En los últimos 20 años, el Perú ha incrementado sus ingresos per cápita en un 356%, ha reducido la pobreza del 48% al 22% mientras reducía su coeficiente de Gini (desigualdad económica), se han integrado millones de pequeños agricultores y artesanos a los mercados, se han desarrollado nuevos sectores productivos y somos actores del mercado global de múltiples bienes y materias primas.

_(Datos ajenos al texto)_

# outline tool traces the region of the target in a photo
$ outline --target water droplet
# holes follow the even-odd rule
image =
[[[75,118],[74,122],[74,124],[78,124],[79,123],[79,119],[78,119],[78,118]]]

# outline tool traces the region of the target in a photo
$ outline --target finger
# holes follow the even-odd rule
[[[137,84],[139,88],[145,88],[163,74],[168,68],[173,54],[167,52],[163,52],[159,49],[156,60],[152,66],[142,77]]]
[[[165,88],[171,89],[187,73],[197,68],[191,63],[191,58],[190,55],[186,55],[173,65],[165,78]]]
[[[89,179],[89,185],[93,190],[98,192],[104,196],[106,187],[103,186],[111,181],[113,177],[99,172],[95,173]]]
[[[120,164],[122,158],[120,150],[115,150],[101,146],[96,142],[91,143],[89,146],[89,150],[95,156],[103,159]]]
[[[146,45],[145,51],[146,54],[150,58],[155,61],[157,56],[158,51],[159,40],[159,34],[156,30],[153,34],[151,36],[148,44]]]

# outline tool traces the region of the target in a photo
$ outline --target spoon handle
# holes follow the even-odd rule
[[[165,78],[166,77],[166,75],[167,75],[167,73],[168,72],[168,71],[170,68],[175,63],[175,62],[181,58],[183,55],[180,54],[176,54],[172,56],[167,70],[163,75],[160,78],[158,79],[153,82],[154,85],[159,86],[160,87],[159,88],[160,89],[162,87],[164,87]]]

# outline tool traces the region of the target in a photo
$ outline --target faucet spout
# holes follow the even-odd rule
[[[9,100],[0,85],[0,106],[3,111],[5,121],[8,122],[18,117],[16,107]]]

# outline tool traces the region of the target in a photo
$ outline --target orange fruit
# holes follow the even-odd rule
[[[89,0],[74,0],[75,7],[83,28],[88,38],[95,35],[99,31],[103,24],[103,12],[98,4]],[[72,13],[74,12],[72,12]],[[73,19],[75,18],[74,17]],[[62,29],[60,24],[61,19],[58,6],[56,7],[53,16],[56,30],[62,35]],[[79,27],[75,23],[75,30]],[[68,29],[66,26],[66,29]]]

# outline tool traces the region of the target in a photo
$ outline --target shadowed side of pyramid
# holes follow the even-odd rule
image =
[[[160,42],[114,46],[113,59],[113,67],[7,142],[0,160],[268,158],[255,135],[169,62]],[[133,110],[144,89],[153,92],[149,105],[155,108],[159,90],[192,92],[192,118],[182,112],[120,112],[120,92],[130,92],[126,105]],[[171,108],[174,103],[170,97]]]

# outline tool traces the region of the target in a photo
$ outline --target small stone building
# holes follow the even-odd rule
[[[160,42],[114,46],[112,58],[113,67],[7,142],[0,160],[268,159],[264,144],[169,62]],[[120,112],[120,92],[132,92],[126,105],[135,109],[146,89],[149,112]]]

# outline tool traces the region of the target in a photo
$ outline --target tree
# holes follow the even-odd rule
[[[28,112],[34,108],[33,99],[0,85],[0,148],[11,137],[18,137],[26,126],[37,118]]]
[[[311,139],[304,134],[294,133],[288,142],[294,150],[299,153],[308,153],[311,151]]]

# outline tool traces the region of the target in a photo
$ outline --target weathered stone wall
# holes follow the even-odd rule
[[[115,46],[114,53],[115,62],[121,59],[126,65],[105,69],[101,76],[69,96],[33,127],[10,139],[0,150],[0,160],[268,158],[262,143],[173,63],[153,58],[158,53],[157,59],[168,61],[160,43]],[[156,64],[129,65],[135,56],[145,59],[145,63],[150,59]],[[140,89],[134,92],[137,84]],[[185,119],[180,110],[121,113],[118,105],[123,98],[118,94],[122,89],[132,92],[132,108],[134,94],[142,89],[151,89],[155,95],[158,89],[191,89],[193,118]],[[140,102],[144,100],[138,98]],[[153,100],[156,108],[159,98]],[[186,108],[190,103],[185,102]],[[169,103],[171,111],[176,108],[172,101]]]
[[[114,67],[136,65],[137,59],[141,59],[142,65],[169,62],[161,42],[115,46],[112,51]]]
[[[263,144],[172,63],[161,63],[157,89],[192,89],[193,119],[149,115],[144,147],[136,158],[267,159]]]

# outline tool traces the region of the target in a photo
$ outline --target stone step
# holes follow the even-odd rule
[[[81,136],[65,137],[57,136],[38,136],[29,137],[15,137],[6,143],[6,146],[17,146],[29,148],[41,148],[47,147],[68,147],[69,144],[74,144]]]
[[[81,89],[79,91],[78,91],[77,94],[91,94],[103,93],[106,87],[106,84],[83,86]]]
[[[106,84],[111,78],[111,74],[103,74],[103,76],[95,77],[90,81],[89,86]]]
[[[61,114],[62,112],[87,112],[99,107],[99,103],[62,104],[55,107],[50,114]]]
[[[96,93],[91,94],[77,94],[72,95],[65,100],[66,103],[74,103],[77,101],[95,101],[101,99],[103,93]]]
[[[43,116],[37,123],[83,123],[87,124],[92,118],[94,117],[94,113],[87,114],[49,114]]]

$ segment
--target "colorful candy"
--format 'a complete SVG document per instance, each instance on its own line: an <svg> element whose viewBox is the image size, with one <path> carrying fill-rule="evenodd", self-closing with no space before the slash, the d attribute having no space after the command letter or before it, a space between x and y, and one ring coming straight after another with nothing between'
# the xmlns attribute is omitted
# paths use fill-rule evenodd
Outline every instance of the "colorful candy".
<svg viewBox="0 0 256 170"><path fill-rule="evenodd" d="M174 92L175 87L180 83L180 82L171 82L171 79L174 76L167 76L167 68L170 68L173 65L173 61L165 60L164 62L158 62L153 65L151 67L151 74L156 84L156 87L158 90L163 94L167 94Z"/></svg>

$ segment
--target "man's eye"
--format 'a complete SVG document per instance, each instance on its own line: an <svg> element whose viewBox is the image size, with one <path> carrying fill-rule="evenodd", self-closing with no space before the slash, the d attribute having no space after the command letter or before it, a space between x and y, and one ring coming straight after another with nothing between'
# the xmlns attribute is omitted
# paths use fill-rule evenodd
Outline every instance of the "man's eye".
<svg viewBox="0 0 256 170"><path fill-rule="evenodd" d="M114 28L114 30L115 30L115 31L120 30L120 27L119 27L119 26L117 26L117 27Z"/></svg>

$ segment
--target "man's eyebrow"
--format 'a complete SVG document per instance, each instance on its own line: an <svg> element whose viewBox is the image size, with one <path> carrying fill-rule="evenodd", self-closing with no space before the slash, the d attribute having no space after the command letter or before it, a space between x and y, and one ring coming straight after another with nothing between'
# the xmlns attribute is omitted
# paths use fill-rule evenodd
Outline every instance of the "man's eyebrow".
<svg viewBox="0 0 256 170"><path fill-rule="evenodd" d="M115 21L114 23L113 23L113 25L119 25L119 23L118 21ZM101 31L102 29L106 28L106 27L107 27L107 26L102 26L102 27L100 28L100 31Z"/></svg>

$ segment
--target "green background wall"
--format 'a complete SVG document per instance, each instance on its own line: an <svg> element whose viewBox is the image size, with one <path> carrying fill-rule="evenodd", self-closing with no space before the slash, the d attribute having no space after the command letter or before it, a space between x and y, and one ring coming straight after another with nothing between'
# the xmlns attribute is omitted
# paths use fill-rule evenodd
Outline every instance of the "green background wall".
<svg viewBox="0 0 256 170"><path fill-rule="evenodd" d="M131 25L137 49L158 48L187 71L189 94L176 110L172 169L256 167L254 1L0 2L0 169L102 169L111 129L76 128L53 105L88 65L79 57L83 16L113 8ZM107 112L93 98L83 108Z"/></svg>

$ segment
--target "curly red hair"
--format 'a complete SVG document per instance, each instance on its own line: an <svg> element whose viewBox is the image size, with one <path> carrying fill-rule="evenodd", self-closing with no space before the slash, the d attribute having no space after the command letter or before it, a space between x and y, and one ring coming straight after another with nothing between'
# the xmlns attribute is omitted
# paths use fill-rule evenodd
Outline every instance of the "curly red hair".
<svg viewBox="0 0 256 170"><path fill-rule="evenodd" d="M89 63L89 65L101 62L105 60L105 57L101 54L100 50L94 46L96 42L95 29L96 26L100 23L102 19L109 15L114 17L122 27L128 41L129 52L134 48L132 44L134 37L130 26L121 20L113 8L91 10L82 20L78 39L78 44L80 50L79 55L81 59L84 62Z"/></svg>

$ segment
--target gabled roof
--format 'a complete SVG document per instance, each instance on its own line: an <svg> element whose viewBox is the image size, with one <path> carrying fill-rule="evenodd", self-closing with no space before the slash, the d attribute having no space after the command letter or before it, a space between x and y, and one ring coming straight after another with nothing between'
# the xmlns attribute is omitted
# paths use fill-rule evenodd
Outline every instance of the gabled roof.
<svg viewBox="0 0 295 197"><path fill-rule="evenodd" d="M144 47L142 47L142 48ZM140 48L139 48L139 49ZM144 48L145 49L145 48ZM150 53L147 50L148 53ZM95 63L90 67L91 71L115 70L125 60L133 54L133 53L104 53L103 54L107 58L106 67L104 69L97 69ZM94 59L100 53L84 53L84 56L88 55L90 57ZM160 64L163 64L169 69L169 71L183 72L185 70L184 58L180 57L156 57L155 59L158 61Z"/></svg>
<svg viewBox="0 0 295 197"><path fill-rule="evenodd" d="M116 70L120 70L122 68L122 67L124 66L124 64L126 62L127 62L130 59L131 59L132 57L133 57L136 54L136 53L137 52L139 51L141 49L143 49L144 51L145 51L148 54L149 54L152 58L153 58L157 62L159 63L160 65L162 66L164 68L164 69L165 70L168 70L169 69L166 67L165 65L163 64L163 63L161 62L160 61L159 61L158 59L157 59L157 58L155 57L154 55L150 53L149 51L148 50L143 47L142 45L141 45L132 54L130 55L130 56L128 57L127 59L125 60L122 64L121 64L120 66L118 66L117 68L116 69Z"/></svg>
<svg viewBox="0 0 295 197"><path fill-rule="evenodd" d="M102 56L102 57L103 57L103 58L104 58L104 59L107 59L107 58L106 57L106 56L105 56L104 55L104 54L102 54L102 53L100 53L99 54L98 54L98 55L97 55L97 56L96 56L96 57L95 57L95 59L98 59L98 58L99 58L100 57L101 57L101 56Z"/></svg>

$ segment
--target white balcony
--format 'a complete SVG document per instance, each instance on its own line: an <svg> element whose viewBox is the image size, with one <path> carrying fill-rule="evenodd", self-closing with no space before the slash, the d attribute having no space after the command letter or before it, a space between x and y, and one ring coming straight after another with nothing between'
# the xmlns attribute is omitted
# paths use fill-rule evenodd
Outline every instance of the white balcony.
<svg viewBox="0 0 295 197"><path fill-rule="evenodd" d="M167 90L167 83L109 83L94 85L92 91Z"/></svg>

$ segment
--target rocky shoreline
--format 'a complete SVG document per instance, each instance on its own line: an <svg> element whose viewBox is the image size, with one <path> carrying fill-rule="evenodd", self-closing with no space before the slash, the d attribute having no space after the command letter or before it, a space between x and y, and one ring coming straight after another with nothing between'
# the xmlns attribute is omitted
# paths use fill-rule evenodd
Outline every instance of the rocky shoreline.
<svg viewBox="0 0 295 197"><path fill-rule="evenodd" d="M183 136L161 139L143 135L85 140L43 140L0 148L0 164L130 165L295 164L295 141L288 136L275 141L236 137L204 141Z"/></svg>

Nada de ello ha servido, lamentablemente, para que la lucha por el poder sea por “mejorar” nuestra situación. En lugar de aprovechar las mejoras económicas y sociales, la consigna política es comparativa: a falta de ideas y agendas, demostrar que la competencia es peor que el diablo en campaña. Y claro, después de una guerra tan hepática y ponzoñosa, el espacio para acuerdos es casi nulo. Recordemos sino los quinquenios de Alejandro Toledo (con Alan García sugiriendo su vacancia), García (con Ollanta Humala promoviendo su destitución), Humala (múltiples crisis políticas), y el quinquenio PPK-Vizcarra como resumen de lo mismo.
¿De estas crisis pueden derivar mejores o peores tiempos? La historia apunta a lo segundo. La inestabilidad política perpetua es una carta de invitación al orden, no institucional, sino personalísimo. Ese es hoy nuestro riesgo.